WSPRegisterRdmaMemory

{C0B422F7-F58C-11d1-AD6C-00C04FA34A2D}

WSPDeregisterRdmaMemory

{C0B422F8-F58C-11d1-AD6C-00C04FA34A2D}

WSPRdmaWrite

{C0B422F9-F58C-11d1-AD6C-00C04FA34A2D}

WSPRdmaRead

{C0B422FA-F58C-11d1-AD6C-00C04FA34A2D}

WSPMemoryRegistrationCacheCallback

{E5DA4AF8-D824-48CD-A799-6337A98ED2AF}

SIO_GET_QOS, SIO_GET_GROUP_QOS, SIO_SET_QOS, SIO_SET_GROUP_QOS
Een SAN-serviceprovider moet deze besturingscodes ondersteunen als deze QoS ondersteunt. Anders worden deze opties doorgestuurd naar de TCP/IP-provider, die standaardwaarden onderhoudt. Een provider geeft aan dat QoS wordt ondersteund door de XP1_QOS_SUPPORTED bit in te stellen in de dwServiceFlags lid van de WSAPROTOCOL_INFO-structuur.

SIO_ADDRESS_LIST_QUERY
Haalt de lijst met lokale IP-adressen op die zijn toegewezen aan de netwerkinterfacekaarten (NIC's) die door de SAN-serviceprovider worden beheerd. De SAN-serviceprovider maakt gebruik van een structuur van SOCKET_ADDRESS_LIST, die als volgt is gedefinieerd, om de lijst in de uitvoerbuffer van WSPIoctlte retourneren.

typedef struct _SOCKET_ADDRESS_LIST {
    INT             iAddressCount; 
    SOCKET_ADDRESS  Address[1]; 
} SOCKET_ADDRESS_LIST, FAR * LPSOCKET_ADDRESS_LIST;

De leden van deze structuur bevatten de volgende informatie:

iAddressCount
Hiermee wordt het aantal adresstructuren in de lijst gespecificeerd.

Adres
Matrix van IP-adresstructuren.

De switch gebruikt deze IOCTL-code intern om te bepalen of u een bepaalde SAN-serviceprovider wilt gebruiken om aanvragen van een toepassing uit te voeren om verbindingen te maken of om te luisteren naar binnenkomende verbindingen.
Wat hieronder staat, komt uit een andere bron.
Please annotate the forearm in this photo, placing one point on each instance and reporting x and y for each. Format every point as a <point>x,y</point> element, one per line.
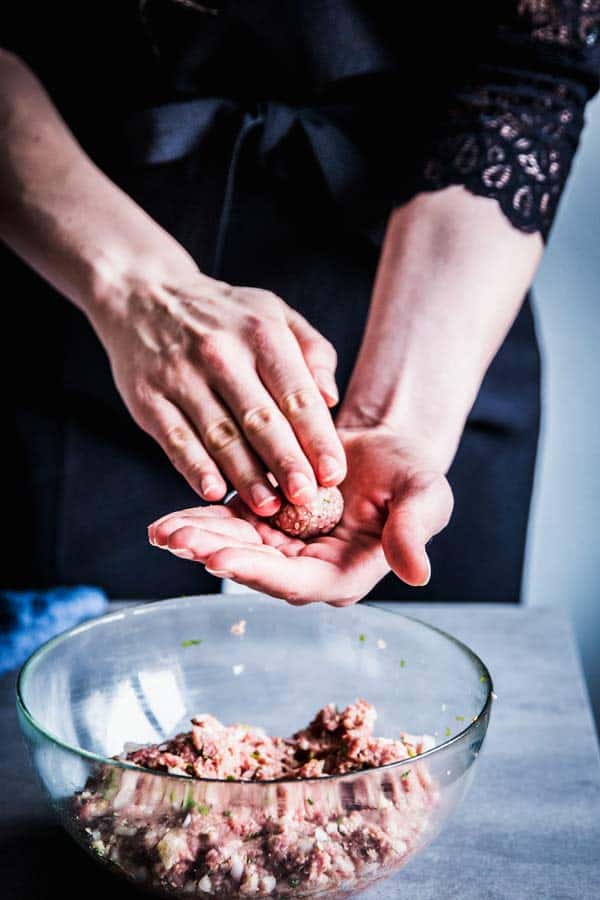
<point>58,211</point>
<point>452,276</point>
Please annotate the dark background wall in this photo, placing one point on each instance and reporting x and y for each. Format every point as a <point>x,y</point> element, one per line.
<point>564,541</point>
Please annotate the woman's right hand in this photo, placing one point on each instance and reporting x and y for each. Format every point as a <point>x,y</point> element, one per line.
<point>230,381</point>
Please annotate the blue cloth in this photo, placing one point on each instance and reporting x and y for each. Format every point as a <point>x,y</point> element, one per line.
<point>28,618</point>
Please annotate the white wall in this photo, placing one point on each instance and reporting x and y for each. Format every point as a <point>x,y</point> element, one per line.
<point>563,566</point>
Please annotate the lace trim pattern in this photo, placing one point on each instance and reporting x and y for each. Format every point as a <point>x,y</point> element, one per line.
<point>515,142</point>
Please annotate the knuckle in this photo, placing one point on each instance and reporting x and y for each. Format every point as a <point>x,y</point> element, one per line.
<point>211,348</point>
<point>177,441</point>
<point>295,403</point>
<point>287,463</point>
<point>327,351</point>
<point>262,334</point>
<point>143,393</point>
<point>258,419</point>
<point>220,435</point>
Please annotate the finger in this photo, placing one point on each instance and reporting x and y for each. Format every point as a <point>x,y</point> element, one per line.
<point>227,445</point>
<point>300,579</point>
<point>283,370</point>
<point>319,353</point>
<point>421,509</point>
<point>266,429</point>
<point>200,543</point>
<point>229,528</point>
<point>173,431</point>
<point>212,511</point>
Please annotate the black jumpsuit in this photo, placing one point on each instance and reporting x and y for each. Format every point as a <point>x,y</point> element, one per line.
<point>273,139</point>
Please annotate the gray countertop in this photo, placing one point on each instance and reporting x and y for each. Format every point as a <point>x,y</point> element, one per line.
<point>528,830</point>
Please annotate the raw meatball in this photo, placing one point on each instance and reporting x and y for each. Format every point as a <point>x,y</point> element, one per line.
<point>312,519</point>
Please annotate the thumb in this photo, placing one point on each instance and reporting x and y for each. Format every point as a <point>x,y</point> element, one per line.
<point>421,508</point>
<point>319,354</point>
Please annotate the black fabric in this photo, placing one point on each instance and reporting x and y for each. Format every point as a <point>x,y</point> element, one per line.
<point>343,120</point>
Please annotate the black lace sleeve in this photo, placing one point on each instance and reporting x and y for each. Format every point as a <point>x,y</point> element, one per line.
<point>512,130</point>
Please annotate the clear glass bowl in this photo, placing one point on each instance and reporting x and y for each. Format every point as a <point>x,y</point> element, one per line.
<point>140,674</point>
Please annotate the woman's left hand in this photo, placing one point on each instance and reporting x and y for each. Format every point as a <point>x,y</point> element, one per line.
<point>395,501</point>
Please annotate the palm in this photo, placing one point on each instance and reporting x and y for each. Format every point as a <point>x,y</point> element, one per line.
<point>379,526</point>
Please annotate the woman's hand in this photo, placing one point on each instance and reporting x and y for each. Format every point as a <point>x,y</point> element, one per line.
<point>394,503</point>
<point>230,381</point>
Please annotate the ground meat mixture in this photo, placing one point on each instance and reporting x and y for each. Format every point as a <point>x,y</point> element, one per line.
<point>292,838</point>
<point>319,516</point>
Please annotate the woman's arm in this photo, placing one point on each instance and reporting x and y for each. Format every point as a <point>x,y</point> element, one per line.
<point>230,381</point>
<point>452,276</point>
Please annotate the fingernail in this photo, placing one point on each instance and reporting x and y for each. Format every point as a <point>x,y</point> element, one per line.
<point>327,384</point>
<point>299,484</point>
<point>219,573</point>
<point>261,495</point>
<point>329,468</point>
<point>209,483</point>
<point>427,580</point>
<point>184,554</point>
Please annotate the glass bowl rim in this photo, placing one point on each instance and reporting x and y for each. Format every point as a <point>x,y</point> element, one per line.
<point>89,624</point>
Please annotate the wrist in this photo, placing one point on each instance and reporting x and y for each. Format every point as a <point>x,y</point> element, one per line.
<point>434,447</point>
<point>112,276</point>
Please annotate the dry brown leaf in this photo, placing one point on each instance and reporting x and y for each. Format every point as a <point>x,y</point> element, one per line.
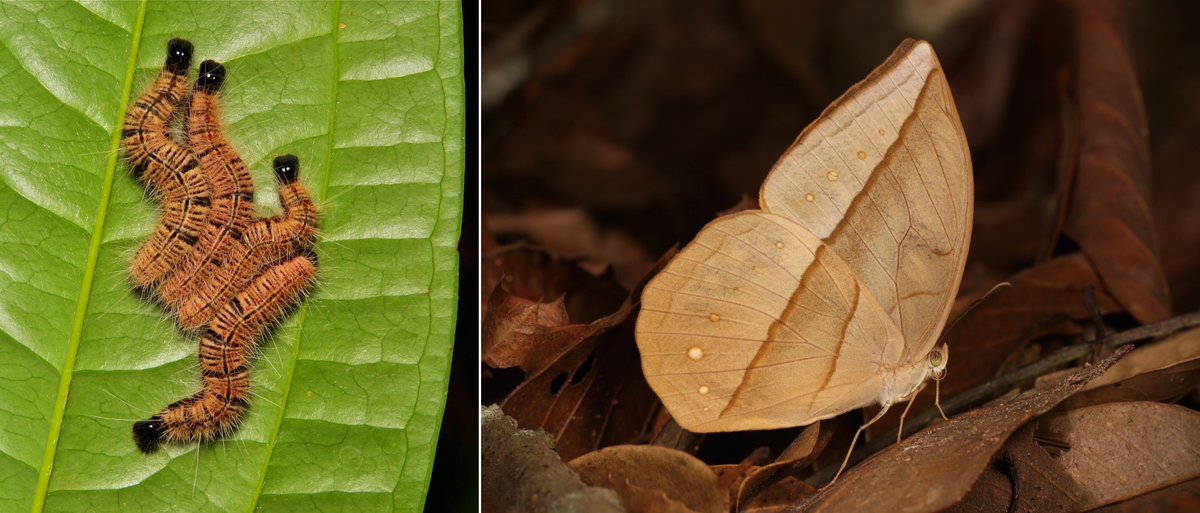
<point>1123,450</point>
<point>1045,300</point>
<point>591,397</point>
<point>571,233</point>
<point>1174,350</point>
<point>759,484</point>
<point>1161,372</point>
<point>1092,457</point>
<point>522,472</point>
<point>652,480</point>
<point>531,335</point>
<point>1109,211</point>
<point>934,469</point>
<point>1183,498</point>
<point>534,273</point>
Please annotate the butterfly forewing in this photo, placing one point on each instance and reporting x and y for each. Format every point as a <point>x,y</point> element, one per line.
<point>759,325</point>
<point>883,177</point>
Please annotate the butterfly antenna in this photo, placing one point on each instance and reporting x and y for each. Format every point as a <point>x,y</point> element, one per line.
<point>972,307</point>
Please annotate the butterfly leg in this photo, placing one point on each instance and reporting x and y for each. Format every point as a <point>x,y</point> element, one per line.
<point>855,440</point>
<point>937,397</point>
<point>905,414</point>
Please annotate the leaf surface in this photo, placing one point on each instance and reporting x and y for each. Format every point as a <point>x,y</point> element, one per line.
<point>348,393</point>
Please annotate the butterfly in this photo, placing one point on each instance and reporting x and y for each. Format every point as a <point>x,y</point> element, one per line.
<point>833,294</point>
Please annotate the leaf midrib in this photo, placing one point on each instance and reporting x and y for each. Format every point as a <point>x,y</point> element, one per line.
<point>97,235</point>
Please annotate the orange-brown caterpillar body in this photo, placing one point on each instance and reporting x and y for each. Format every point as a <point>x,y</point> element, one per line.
<point>264,243</point>
<point>229,182</point>
<point>219,408</point>
<point>167,169</point>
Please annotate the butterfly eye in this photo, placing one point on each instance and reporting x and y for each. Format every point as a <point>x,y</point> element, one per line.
<point>937,360</point>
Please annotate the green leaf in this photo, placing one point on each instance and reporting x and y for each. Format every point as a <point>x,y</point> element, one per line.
<point>348,393</point>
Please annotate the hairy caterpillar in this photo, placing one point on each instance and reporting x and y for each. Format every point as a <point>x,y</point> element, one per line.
<point>265,242</point>
<point>219,408</point>
<point>169,170</point>
<point>232,206</point>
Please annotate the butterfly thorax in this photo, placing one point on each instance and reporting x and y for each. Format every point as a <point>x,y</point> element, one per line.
<point>901,381</point>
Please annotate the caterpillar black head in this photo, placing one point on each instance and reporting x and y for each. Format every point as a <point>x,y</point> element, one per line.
<point>211,77</point>
<point>287,167</point>
<point>179,55</point>
<point>149,434</point>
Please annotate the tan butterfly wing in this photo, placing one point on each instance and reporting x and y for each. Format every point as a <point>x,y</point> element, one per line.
<point>828,299</point>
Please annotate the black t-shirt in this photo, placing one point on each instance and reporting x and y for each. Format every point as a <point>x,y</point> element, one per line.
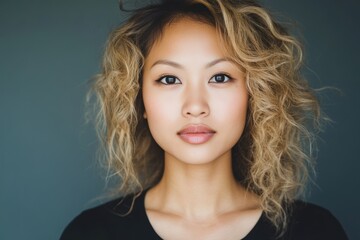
<point>110,221</point>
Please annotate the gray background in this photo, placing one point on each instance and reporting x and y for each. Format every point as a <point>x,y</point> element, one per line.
<point>48,51</point>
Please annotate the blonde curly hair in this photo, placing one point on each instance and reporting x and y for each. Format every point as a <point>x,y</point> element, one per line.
<point>272,157</point>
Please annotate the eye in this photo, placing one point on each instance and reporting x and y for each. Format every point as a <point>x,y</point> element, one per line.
<point>220,78</point>
<point>169,80</point>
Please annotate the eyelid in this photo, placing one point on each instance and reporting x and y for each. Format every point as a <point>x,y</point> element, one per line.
<point>159,80</point>
<point>223,74</point>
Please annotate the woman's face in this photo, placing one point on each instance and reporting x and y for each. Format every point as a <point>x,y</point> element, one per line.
<point>195,98</point>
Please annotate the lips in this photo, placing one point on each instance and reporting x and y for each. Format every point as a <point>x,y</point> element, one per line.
<point>196,134</point>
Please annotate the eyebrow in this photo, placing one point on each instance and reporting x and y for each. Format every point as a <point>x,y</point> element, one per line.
<point>177,65</point>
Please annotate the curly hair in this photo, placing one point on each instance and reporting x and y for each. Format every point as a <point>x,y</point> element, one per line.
<point>273,156</point>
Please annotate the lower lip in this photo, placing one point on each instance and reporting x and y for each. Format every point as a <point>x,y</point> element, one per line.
<point>196,138</point>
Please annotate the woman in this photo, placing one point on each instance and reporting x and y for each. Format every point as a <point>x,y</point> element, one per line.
<point>206,123</point>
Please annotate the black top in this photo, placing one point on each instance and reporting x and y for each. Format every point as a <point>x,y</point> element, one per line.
<point>110,221</point>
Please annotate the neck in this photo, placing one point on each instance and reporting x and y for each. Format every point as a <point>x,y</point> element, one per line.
<point>197,191</point>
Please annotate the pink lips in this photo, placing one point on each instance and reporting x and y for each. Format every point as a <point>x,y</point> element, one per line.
<point>196,134</point>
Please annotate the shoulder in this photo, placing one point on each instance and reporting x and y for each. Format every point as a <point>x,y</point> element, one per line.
<point>112,220</point>
<point>309,221</point>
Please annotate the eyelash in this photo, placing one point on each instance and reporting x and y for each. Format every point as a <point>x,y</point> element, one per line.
<point>177,80</point>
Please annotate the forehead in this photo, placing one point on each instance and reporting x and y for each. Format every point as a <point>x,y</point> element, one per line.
<point>186,36</point>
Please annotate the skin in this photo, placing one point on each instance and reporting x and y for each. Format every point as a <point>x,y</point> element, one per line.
<point>198,196</point>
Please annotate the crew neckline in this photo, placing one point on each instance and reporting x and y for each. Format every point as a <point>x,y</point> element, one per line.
<point>250,235</point>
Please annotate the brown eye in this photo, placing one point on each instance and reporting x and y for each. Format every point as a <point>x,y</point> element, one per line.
<point>220,78</point>
<point>168,80</point>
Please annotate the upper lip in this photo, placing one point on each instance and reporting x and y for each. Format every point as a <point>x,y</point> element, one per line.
<point>196,128</point>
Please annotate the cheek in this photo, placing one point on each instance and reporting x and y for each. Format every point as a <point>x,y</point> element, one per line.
<point>232,108</point>
<point>160,111</point>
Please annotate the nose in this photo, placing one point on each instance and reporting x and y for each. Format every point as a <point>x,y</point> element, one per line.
<point>195,104</point>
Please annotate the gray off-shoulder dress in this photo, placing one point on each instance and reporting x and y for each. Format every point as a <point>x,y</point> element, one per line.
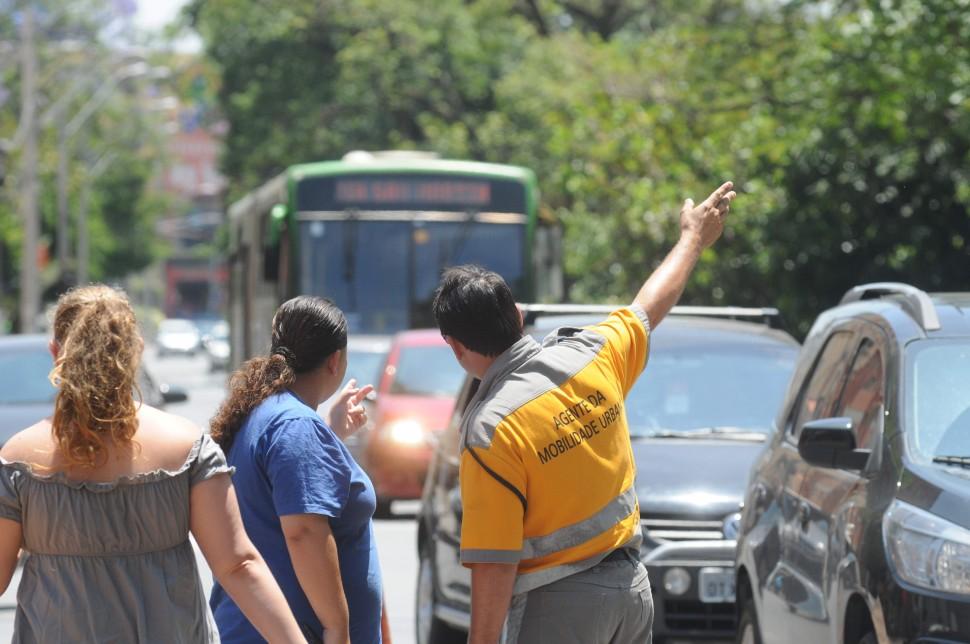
<point>110,562</point>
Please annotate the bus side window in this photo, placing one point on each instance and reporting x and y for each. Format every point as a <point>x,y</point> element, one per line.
<point>271,262</point>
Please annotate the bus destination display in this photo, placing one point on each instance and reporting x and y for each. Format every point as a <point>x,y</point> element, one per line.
<point>410,192</point>
<point>415,191</point>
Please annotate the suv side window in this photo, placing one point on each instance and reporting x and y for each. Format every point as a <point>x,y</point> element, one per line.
<point>862,396</point>
<point>825,383</point>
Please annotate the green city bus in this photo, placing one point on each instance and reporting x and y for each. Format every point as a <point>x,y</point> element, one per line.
<point>373,232</point>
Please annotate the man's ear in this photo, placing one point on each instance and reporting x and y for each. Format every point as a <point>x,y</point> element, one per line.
<point>333,362</point>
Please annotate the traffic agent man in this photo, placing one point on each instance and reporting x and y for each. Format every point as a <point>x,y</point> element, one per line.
<point>551,524</point>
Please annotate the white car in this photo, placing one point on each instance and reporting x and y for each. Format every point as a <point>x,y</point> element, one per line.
<point>176,336</point>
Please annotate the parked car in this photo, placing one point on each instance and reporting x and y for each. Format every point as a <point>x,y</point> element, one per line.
<point>215,343</point>
<point>413,404</point>
<point>698,417</point>
<point>177,336</point>
<point>26,394</point>
<point>856,526</point>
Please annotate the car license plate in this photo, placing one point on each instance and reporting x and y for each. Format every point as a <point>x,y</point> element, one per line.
<point>716,585</point>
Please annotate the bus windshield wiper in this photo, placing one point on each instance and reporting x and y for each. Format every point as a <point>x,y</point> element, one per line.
<point>350,258</point>
<point>961,461</point>
<point>726,433</point>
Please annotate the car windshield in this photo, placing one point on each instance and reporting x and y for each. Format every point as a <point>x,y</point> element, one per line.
<point>427,371</point>
<point>176,326</point>
<point>938,407</point>
<point>695,388</point>
<point>24,377</point>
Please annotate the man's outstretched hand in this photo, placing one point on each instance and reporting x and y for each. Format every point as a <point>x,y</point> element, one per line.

De switch stuurt werkelijke toepassingsaanvragen door voor de lijst met lokale IP-adressen naar de TCP/IP-provider. De switch maakt ook gebruik van de TCP/IP-provider om wijzigingen in adreslijsten te detecteren die door alle SAN-serviceproviders worden gebruikt. Nadat TCP/IP een wijziging heeft gerapporteerd, vraagt de switch alle SAN-serviceproviders om hun lijsten te vernieuwen.